Indeed, ROC analysis data showed that A2A possesses a moderate degree of sensitivity and specificity for identifying VD patients from a heterogeneous group composed of VD and AD patients. The lower A2A expression in VD compared to AD subjects seems to suggest a differential role of the Ado system in these dementias [155].

The methylation of the ADORA2A promoter gene, which codes for A2A, may explain its different expression in these pathological conditions as well as in the ageing process, as already mentioned [156].

Moreover, A2A represents the main Ado receptor involved in inflammation and it is interesting to note that also other inflammatory biomarkers are differently expressed in VD and AD subjects, such as alpha1-globulin and alpha2-globulin in the serum [157] and C3a and C4a in the CSF [158].
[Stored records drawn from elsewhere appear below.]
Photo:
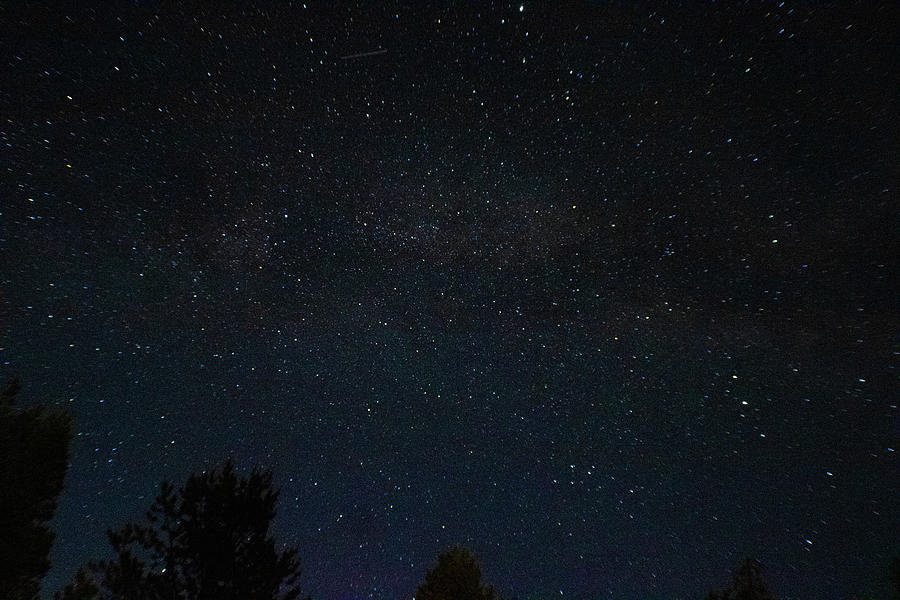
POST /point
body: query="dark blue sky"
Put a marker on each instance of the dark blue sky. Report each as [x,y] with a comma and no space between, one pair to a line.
[604,292]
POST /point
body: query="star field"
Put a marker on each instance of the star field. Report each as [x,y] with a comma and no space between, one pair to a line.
[605,292]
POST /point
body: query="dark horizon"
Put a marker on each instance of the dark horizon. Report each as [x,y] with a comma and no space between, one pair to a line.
[606,293]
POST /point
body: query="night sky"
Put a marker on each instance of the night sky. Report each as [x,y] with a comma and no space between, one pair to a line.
[605,292]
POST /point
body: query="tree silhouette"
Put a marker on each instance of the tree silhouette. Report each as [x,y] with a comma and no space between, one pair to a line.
[208,540]
[747,583]
[456,576]
[34,455]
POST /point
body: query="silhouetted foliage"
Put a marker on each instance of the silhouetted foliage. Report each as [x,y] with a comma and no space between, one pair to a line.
[456,576]
[747,583]
[34,455]
[207,541]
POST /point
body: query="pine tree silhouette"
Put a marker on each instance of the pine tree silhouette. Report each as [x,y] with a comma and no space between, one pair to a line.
[34,455]
[747,583]
[208,540]
[456,576]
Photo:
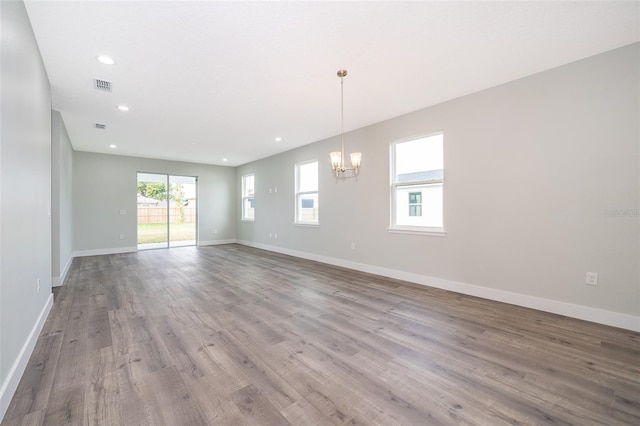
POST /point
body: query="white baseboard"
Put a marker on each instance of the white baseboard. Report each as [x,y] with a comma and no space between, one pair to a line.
[58,281]
[215,242]
[600,316]
[10,385]
[99,252]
On the other hand the decreased A2A levels in VD could be a defence mechanism since it has been demonstrated that pharmacologic inactivation or genetic deletion of A2AR reduces neuronal injury after global and focal cerebral ischemia in many animal models [149, 159, 160]. From our results it can be concluded that A2A may play an important but differential role in both types of dementia: its upregulation in the preclinical stages of AD could counterbalance the existing inflammatory state and its downregulation in VD could reflect the effects of A2A on the brain vasculature [161]. It can therefore be suggested that A2A could serve as a biomarker in the differential diagnosis between VD and AD.

7. Conclusions

Peripheral cells and in particular PBMCs seem to directly participate to neurodegenerative processes. They play critical roles in immune response, metabolism, and communication with other cells as already pointed out many years ago [162]. Moreover, PBMCs have been shown to share much of the nonsynaptic biochemical environment of neurons and contain the full complement of epigenetic enzymes and machinery, which are found in both neurons and peripheral nucleated cells, as in most other tissues.
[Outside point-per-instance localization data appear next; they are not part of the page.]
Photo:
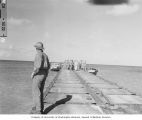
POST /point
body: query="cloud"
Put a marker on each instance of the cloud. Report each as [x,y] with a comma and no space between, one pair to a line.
[18,22]
[2,40]
[123,9]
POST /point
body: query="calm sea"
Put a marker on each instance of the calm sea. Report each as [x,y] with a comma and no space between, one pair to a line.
[15,87]
[15,83]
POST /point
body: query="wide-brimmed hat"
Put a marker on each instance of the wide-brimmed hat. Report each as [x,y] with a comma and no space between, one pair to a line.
[39,45]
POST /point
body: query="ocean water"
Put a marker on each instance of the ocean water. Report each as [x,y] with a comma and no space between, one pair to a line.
[15,87]
[15,83]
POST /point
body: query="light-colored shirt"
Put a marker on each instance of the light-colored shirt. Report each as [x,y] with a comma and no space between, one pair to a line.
[41,62]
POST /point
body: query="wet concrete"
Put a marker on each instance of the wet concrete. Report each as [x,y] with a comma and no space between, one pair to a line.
[120,100]
[69,96]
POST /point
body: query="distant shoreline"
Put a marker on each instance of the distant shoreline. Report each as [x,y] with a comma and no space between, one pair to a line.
[90,64]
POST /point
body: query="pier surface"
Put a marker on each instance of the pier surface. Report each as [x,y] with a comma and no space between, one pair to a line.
[79,92]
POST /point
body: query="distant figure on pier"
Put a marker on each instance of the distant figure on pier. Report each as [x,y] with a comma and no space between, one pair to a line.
[39,75]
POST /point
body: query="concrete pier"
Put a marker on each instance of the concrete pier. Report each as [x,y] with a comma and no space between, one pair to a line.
[79,92]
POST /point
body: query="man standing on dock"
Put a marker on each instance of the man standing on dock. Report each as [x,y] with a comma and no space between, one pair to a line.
[39,75]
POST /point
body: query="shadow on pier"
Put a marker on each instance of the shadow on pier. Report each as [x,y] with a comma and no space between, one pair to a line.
[57,103]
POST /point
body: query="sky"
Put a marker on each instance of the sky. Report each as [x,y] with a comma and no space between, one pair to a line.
[74,29]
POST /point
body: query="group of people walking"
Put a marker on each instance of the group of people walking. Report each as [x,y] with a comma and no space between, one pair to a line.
[75,65]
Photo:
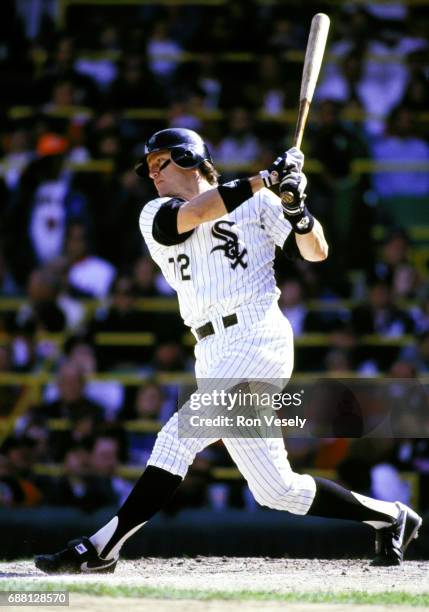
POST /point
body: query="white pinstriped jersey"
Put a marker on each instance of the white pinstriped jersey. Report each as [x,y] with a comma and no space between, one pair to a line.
[224,263]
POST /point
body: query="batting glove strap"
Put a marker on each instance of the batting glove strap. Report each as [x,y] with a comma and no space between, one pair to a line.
[275,172]
[302,222]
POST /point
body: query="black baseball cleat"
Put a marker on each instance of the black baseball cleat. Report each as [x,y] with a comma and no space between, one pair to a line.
[392,542]
[79,557]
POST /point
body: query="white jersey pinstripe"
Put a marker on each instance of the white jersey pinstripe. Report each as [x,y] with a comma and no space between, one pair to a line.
[259,346]
[208,279]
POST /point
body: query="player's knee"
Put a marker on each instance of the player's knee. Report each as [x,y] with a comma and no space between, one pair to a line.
[295,496]
[171,453]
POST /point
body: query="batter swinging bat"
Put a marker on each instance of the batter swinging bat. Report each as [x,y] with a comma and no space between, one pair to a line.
[312,62]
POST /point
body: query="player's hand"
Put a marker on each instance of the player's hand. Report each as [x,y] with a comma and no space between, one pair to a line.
[292,192]
[290,160]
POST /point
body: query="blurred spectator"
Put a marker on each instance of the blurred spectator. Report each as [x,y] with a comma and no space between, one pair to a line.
[122,316]
[147,402]
[394,252]
[401,143]
[418,354]
[104,462]
[17,482]
[107,393]
[413,455]
[18,154]
[61,81]
[89,275]
[240,145]
[102,69]
[380,315]
[203,79]
[146,407]
[194,490]
[420,313]
[8,285]
[40,314]
[45,203]
[9,394]
[163,53]
[338,361]
[82,414]
[135,86]
[270,92]
[378,84]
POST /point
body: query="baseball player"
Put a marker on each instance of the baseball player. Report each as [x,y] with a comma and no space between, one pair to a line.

The substantial evidence in favour of the notion that PBMCs provide a window into the CNS holds particular relevance in neurodegenerative disorders in which, unlike most other diseases, the affected tissue is not directly accessible to evaluation. On a final note, it should be mentioned that the value of biochemical dysfunctions in PBMCs as mirrors of CNS defects appears to extend well beyond dementia.For instance, FAAH and other elements of the endocannabinoid system show alterations in the blood that resemble those within the CNS in a broad spectrum of clinical conditions including Parkinson's and Huntington's disease, multiple sclerosis, schizophrenia, minor depression, and headache [163].

Nowadays we do not know if PBMCs biomarkers are better or worse than the CSF biomarkers. Our study is only a preliminary study, instead multiple studies have examined CSF to establish sensitivity and specificity of CSF biomarkers. Moreover, despite these many studies, a large variability exists in the literature as to CSF biomarker diagnostic accuracies and cut-offs. As biomarker discovery in PBMCs is an ongoing process and PBMCs biomarkers are still immature, we need further analysis to enlarge design population.

It will be also of relevance the possibility to utilize intracellular biomarkers in specific blood cell subpopulations. In fact the differences in between subjects could also be due to different composition of their PBMCs pools, even if separating PBMCs into subpopulations would not permit the cell-cell interactions required for activation of lymphocytes.

Finally, we assume that the combination of peripheral and CSF markers may be utilized to categorize patients since early stages of dementia and to understand mechanisms underlying dementia.

Conflict of Interests

The authors declare that there is no conflict of interests regarding the publication of this paper.